Billets qui ont '2023-11-05' comme date.

Camus par Enthoven

Camus «l'autre», ou Camus «le seul», selon les personnes qui connaissent les deux.

Je ne suis pas une fan d'Enthoven, j'hésite sur ce qu'en penser et j'ai tendance à le confondre avec André Enegren (la malédiction des assonances); en un mot je ne vais pas écrire un dythirambe, mais la mise en scène est solide, la démonstration impeccable, avec des illustrations filmiques inattendues qui font sourire. Par moments Enthoven a des faux airs de Belmondo. Devant le succès, le spectacle est prolongé jusque fin décembre.

J'ai lu tout le théâtre de Camus entre la première et la terminale (je lisais beaucoup de théâtre, Anouilh, Giraudoux, Camus, Sartre, Claudel, Péguy, tous ceux qu'on trouvait dans le Lagarde et Michard du XXe siècle). Je ne me souviens de rien et pourtant je l'aimais beaucoup. J'aimais moins les romans: rien compris à L'Etranger (j'ai toujours pensé que les profs nous le faisaient lire uniquement parce qu'il était mince), peu de souvenirs de La Peste lu les jours d'ennui chez ma grand-mère.
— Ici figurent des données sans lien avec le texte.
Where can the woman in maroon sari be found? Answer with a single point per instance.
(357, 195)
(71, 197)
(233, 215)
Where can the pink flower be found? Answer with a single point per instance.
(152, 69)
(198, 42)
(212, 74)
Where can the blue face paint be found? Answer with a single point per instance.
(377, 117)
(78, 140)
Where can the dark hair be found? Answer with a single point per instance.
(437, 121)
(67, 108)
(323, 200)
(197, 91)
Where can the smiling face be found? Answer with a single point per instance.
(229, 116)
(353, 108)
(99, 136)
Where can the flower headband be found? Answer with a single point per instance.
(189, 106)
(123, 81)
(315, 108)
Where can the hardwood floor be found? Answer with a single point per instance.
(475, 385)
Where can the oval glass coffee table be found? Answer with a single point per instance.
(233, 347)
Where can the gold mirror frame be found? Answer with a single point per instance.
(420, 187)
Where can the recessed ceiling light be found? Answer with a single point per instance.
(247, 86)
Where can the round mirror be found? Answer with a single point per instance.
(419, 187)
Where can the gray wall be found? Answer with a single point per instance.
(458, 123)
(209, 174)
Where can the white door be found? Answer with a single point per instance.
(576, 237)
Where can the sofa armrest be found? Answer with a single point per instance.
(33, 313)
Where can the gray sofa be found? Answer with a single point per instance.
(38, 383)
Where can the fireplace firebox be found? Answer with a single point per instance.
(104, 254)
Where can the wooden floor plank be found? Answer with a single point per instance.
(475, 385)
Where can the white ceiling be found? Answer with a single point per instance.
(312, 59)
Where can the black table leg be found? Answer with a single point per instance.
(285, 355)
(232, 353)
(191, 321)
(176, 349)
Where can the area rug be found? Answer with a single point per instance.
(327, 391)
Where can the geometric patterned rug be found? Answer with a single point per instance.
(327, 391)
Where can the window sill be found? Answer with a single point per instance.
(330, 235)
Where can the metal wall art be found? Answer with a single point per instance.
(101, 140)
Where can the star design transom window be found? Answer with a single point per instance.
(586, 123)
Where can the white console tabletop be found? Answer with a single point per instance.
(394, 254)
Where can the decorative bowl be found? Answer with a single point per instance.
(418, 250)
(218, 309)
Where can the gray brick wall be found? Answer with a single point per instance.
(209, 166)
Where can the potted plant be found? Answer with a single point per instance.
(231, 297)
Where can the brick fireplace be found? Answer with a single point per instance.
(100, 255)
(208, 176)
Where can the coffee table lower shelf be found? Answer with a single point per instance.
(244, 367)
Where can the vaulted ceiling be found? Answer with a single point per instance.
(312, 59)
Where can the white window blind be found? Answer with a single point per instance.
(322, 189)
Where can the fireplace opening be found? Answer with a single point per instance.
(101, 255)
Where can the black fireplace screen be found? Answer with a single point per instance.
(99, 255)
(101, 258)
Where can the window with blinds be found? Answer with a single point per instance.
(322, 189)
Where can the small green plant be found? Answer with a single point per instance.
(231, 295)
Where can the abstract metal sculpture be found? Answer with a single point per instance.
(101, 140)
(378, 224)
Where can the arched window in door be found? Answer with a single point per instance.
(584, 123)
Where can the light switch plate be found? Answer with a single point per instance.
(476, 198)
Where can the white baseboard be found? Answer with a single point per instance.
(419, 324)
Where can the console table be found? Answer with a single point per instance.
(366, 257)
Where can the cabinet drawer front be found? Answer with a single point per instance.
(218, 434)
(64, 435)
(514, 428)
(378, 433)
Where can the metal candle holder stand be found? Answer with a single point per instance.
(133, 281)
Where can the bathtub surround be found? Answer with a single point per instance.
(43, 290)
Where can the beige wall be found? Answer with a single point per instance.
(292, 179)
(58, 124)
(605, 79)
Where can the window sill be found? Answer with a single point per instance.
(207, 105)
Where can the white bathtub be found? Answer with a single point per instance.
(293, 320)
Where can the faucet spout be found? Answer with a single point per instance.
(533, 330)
Séance de questions à la fin du spectacle. Réponse à un spectateur:
— Il est trop tard pour entreprendre le procès de Sartre. […] Vous savez que Sartre se moquait de Camus en l'appelant un «philosophe pour terminales». En fait, c'est un grand compliment: Camus est clair, il n'y a pas besoin de bagage conceptuel pour l'aborder. D'ailleurs Camus répondait: «certains ont des commentateurs; moi, j'ai des lecteurs.»

Il y a une erreur courante qui m'agace: non, il n'y a pas dans les évangiles de lien entre culpabilité et souffrance ou mort. (Si l'on prend le cas du Christ, c'est même l'inverse.) Les catholiques et les protestants ont propagé cette interprétation, mais ce n'est pas dans les évangiles.
Ce qu'implique les évangiles, c'est l'inverse: qu'il n'y a pas de raison de souffrir ou de mourir, il n'y a pas de lien logique entre les deux: «Et ces dix-huit personnes tuées par la chute de la tour de Siloé, pensez-vous qu'elles étaient plus coupables que tous les autres habitants de Jérusalem?» Luc 13, 4.

Il faudrait peut-être que je relise Camus. Ça me semble moins urgent que lire les témoignages du XXe siècle. Je peine désormais à m'intéresser à la fiction.

Remords

Hier mercredi, sms d'A-C: «[…] est ce que l'on peut échanger d'ici vendredi 😇 ..., car j'ai une visio pour une mission dans l'assurance et j'aurais besoin de me rafraîchir la mémoire !»

Je le contemple avec fatalisme: cela fait une éternité qu'elle n'a pas donné de nouvelles (après recherche dans ce blog: janvier 2024), j'étais suffisamment agacée pour ne plus envoyer de carte postale (preuve que je suis très très agacée). J'en ai finalement envoyé une de Chartres; trois semaines plus tard elle m'a remerciée en me demandant comment ça allait à…Blois (euh non, moi c'est Moret).

Bref, je réponds «oui bien sûr, ça me fait toujours plaisir de parler assurances» (ce qui est vrai), et donc ce soir, longue conversation autour de l'assurance, la famille, la santé.

Quand je l'avais vue en 2022, elle était sans arrêt au bord des larmes. J'avais attribué cela au chagrin, à la mort de sa mère deux mois plus tôt. En fait elle était déjà arrêtée («mais comme je pensais que c'était un break de deux semaines, je n'en parlais pas»). Cela a duré dix-huit mois, «je ne sais pas où passaient mes journées, je ne sais pas ce que j'ai fait tout ce temps. On me disait d'être patiente, maintenant ça va mieux, il faut que je recommence à travailler».

Je m'en veux. Je sais bien que cela n'aurait rien changé, mais j'aurais pu prendre des nouvelles comme je l'ai toujours fait, tous les six mois environ. La seule fois où je ne le fais pas correspond à une dépression de dix-huit mois.